Baca Juga: Tanaman Obat Suku Aztec, Bagaimana Poinsettia Jadi Dekorasi Khas Natal?
Baca Juga: Namor, 'Villain' Film Black Panther 2 Diambil dari Mitologi Aztec
Baca Juga: Singkap Misteri Aztec: Kabar Temuan Penggalian Piramida Keramat
Baca Juga: Mengenal Mictlan, Dunia Bawah Tanah Orang Mati Kepercayaan Suku Aztec
Budak diangkut dan ditempatkan dalam kondisi mengerikan, dengan umur rata-rata 23 tahun. Sejumlah ahli mengomentari korelasi antara kerja paksa dan penyakit. Menampung begitu banyak manusia di tempat yang begitu kecil menyebabkan penyebaran penyakit yang merajalela. Kita sekarang tahu bahwa demam paratifoid menyebar melalui kontaminasi makanan atau air dengan kotoran orang yang sakit. Terlebih ketika orang hidup dalam kondisi miskin dan padat.

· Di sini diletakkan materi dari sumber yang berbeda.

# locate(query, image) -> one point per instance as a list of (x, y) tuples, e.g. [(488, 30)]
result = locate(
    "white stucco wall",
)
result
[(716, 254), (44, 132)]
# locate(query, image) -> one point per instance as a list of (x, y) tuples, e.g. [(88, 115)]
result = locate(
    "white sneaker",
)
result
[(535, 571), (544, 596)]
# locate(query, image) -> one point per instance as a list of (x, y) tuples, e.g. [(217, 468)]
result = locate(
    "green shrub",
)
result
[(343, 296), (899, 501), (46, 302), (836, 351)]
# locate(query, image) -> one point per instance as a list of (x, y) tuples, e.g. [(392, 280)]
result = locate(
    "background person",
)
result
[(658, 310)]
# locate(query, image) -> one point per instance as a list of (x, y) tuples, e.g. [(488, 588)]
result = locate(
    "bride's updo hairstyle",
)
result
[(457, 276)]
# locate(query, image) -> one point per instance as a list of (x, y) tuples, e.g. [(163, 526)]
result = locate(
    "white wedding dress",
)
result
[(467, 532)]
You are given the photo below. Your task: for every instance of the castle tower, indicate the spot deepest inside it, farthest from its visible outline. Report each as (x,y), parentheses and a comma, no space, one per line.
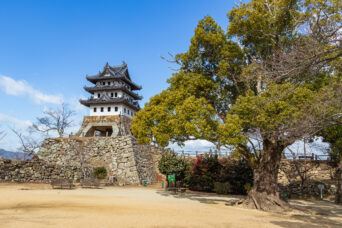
(112,104)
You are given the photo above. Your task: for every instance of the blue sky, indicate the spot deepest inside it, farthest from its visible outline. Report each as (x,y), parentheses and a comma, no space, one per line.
(47,48)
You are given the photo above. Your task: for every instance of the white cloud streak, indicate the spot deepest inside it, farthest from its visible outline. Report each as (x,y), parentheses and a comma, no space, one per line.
(22,124)
(22,88)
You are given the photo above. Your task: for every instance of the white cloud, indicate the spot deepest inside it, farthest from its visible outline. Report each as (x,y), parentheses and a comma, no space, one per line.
(21,88)
(10,120)
(10,141)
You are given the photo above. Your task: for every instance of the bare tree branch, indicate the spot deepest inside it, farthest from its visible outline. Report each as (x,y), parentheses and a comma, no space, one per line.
(55,120)
(28,144)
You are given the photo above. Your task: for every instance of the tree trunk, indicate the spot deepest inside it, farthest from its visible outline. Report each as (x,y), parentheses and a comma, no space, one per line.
(264,194)
(339,184)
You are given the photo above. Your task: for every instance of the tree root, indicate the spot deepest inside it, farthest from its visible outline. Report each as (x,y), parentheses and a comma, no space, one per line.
(264,201)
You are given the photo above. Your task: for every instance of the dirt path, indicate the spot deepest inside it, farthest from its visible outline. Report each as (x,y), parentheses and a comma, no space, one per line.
(36,205)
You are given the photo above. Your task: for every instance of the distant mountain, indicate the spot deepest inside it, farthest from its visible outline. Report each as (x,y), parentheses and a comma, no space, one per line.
(13,155)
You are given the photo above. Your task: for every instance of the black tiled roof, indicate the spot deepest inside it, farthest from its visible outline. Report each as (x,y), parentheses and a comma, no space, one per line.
(115,72)
(93,89)
(118,100)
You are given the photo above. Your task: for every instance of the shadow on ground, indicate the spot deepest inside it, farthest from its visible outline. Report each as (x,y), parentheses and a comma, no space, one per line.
(203,197)
(316,214)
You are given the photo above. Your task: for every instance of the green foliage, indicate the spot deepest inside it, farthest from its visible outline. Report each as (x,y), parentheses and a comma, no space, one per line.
(333,135)
(100,172)
(199,95)
(212,174)
(238,173)
(222,188)
(171,163)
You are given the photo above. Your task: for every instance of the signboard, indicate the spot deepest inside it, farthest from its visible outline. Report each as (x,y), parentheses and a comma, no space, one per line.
(171,178)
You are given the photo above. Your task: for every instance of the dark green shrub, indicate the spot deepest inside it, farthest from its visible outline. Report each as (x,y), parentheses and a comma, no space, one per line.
(204,174)
(100,172)
(208,170)
(171,163)
(222,188)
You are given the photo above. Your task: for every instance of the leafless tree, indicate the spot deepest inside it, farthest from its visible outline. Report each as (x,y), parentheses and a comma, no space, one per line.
(28,144)
(57,120)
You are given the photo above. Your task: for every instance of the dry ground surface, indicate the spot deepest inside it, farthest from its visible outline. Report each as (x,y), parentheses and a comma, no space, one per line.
(37,205)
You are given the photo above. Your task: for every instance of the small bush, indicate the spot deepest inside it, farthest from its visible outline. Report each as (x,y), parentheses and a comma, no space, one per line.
(100,172)
(222,188)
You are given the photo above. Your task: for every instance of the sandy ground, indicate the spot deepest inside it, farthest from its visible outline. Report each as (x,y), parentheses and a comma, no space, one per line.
(37,205)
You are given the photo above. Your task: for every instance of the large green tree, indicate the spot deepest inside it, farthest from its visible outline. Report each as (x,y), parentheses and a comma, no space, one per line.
(260,81)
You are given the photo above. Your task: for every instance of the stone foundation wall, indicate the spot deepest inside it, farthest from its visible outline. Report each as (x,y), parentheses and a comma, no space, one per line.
(312,172)
(122,156)
(37,170)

Dihadapkan dengan degradasi lingkungan skala besar dan keruntuhan ekonomi, masyarakat lokal terkena dampak kemiskinan, kekurangan gizi, dan kondisi kerja yang keras. Semua faktor ini memperburuk kekuatan destruktif cocoliztli.
Wabah cocoliztli juga menyebabkan gangguan pasokan makanan, kelaparan, perubahan konsentrasi populasi, dan relokasi – semua faktor yang berpotensi berkontribusi terhadap penularan salmonella. Salmonella kemungkinan besar dapat melakukan perjalanan melintasi Atlantik dengan hewan peliharaan yang dibawa oleh Spanyol. Pada saat Hernán Cortés dan pasukannya memulai serangan terakhir mereka di Tenochtitlán, pasukan kecil Spanyol dengan mudah dapat mengatasi penduduk asli yang terkejut.